Bloomsday spectators bent on drama have been well-served gravitating toward the men’s race. After all, four in the last decade have been decided by a second or less.
This year, it may be wise to follow the lead of Jon Neill, the event’s elite athletes coordinator.
“I usually ride the men’s truck,” he said. “This may be the year I jump over to the women.”
The presence of two-time defending champion Lineth Chepkurui and IAAF world cross country champion Emily Chebet-Muge makes the open women “the marquee race” at Sunday’s 34th Lilac Bloomsday Run, the 12-kilometer spring obsession through the streets of Spokane.
“We had a record six women under 40 minutes last year,” said Neill, “and even with those spectacular performances, this year’s field is extraordinary.”
It’s the presence of Chebet-Muge that ups the ante. It’s rare that Bloomsday has attracted the winner of the March cross country event, but a strong relationship with runners agent Scott Robinson helped lure the 24-year-old Kenyan this time around. At the IAAF race in Bydgoszcz, Poland, Chebet-Muge covered 8 kilometers in 24 minutes, 19 seconds, winning by a mere second but 21 ahead of the fifth-place finisher – Chepkurui, her Kenyan teammate.
But Chepkurui has returned to the United States road circuit with a vengeance – winning a third straight Cherry Blossom 10-miler in Washington, D.C., by 48 seconds and a second straight Crescent City Classic 10K in New Orleans by 1:33.
Another factor in the women’s race: Ethiopia’s Mamitu Daska, who was eighth in the cross country worlds and won the Dubai Marathon earlier this year in 2:24:19.
“One of these ladies may have to break our course record to ensure a victory on Sunday,” said Neill, noting that Chepkurui’s winning time of 38:37 a year ago was No. 2 in Bloomsday history.

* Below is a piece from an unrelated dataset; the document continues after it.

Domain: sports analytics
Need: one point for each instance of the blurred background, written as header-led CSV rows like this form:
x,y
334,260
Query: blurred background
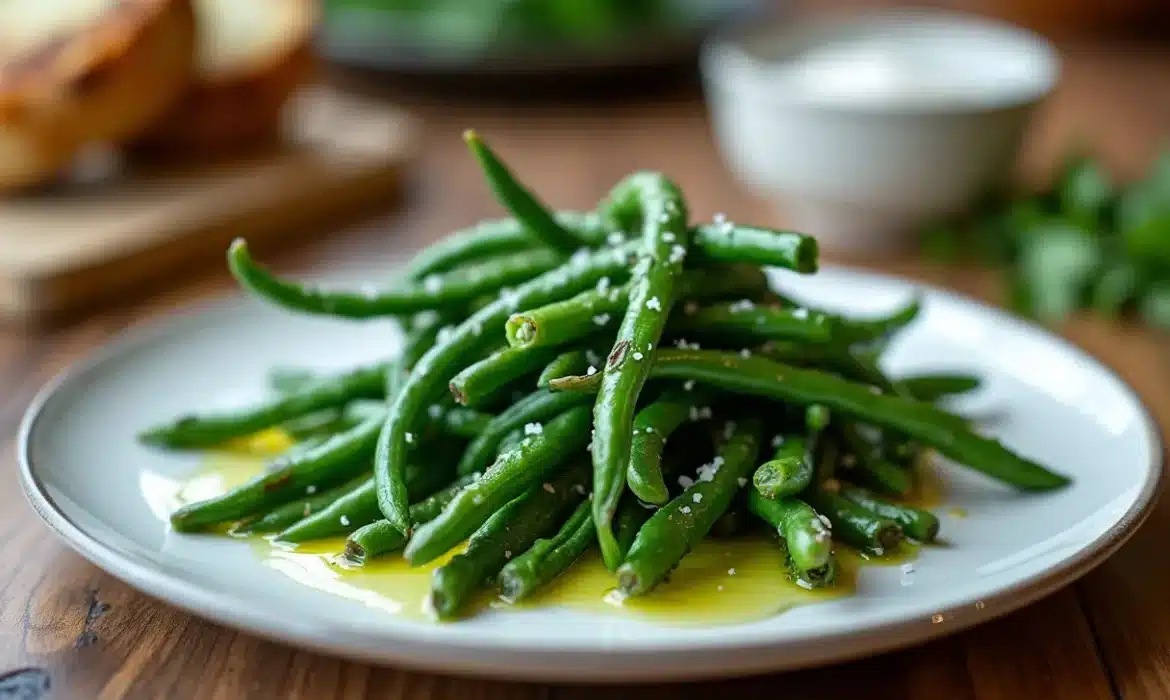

But, as usual, there should be plenty to watch in any of the Bloomsday elite fields, who will compete for $98,200 in prize money including allotments for the top U.S. and Washington finishers, as well as masters and wheelchair competition.
The men’s race – which saw a 15-year Kenyan domination end last year – will see a new winner with the absence of defending champion John Yuda of Tanzania.
But a contingent of 16 Kenyans – including three-time winner John Korir and 2006 champ Gilbert Okari – makes the field one of the deepest.
And even so, the No. 1 bib goes to Morocco’s Ridouane Harroufi – a favorite last year who had to drop out with a hamstring pull just before the race. This year, Harroufi had planned to run in last weekend’s London Marathon, but visa issues prompted a change to Bloomsday.
Both of last year’s top American finishers, Dan Browne and Sally Meyerhoff, return in the open races, and the masters includes a Hall of Fame name – 52-year-old Joan Samuelson, the 1984 Olympic marathon gold medalist who at last year’s New York City marathon broke the 50-plus age-group record by running 2:49.
Four champions will be back to defend titles in the various wheelchair divisions put together by Tom Cameron, including women’s open three-peater Amanda McGrory, the 2008 Beijing Paralympics marathon silver medalist. Leading the men’s wheelchair field is 2008 champion Aaron Gordian.